There is already one change series on Gerrit to bring it back [1]. This one goes the most conservative way: It moves the old allocator code aside, so we can have two versions in the tree and decide per chipset/ board which one to use.
I told people that I had something similar in mind. But actually, I don't like it very much. I fear, if we move things aside, they can be left behind and we might soon have to discuss platform deprecation again. It would also be harder to make changes in generic code like device/pci_device when one has to be sure that both allocators work fine.
So I want to propose alternatives. The obvious one, but also slowest, is to move all chipset code forward and to test and patch all the code before we merge the new allocator again. I might underestimate the pro- blems, but I still think we could get this going within a week.

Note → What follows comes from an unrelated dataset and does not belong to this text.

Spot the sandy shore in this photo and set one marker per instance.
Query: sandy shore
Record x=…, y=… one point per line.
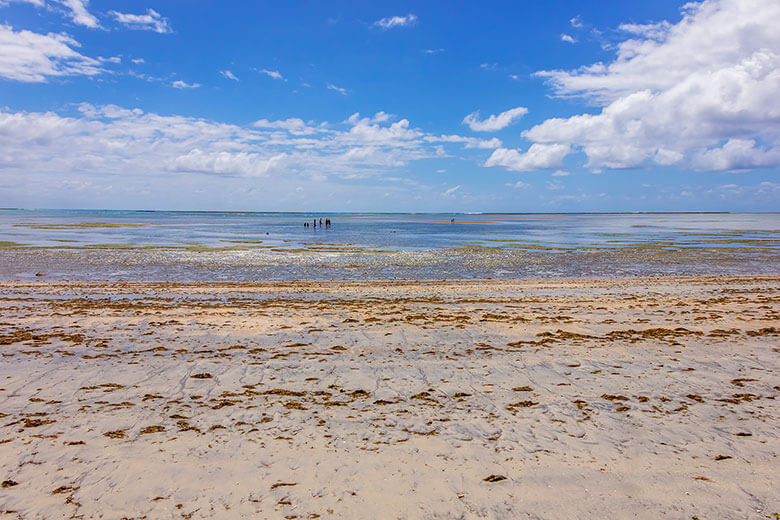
x=612, y=398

Another option: we could identify the differences in the new allocator that had a part in the breakage and only provide a backward compatible implementation for those. Actually, I think it's only one: the resource constraining strategy for the domain. To make this compatible, we could a) drop all but the biggest memrange below 4G for the domain, and b) assign/steal resources from the end of the memrange at the domain level. It would closely mimic what the old code tried to achieve, so seems safe, somehow.
I can write patches for the latter, if we want to try this way.
Nico
[1] https://review.coreboot.org/c/coreboot/+/41442/
PS. Had some random thoughts I don't want to forget but didn't know where to put them down: * Debug messages. There is a lot of BIOS_SPEW (was already like this in the old code). Things that are only printed once per pass per bridge shouldn't be considered SPEW, IMO. * The above-4G memrange should be aligned to a power of 2 for better MTRR usage (if that isn't the case already?).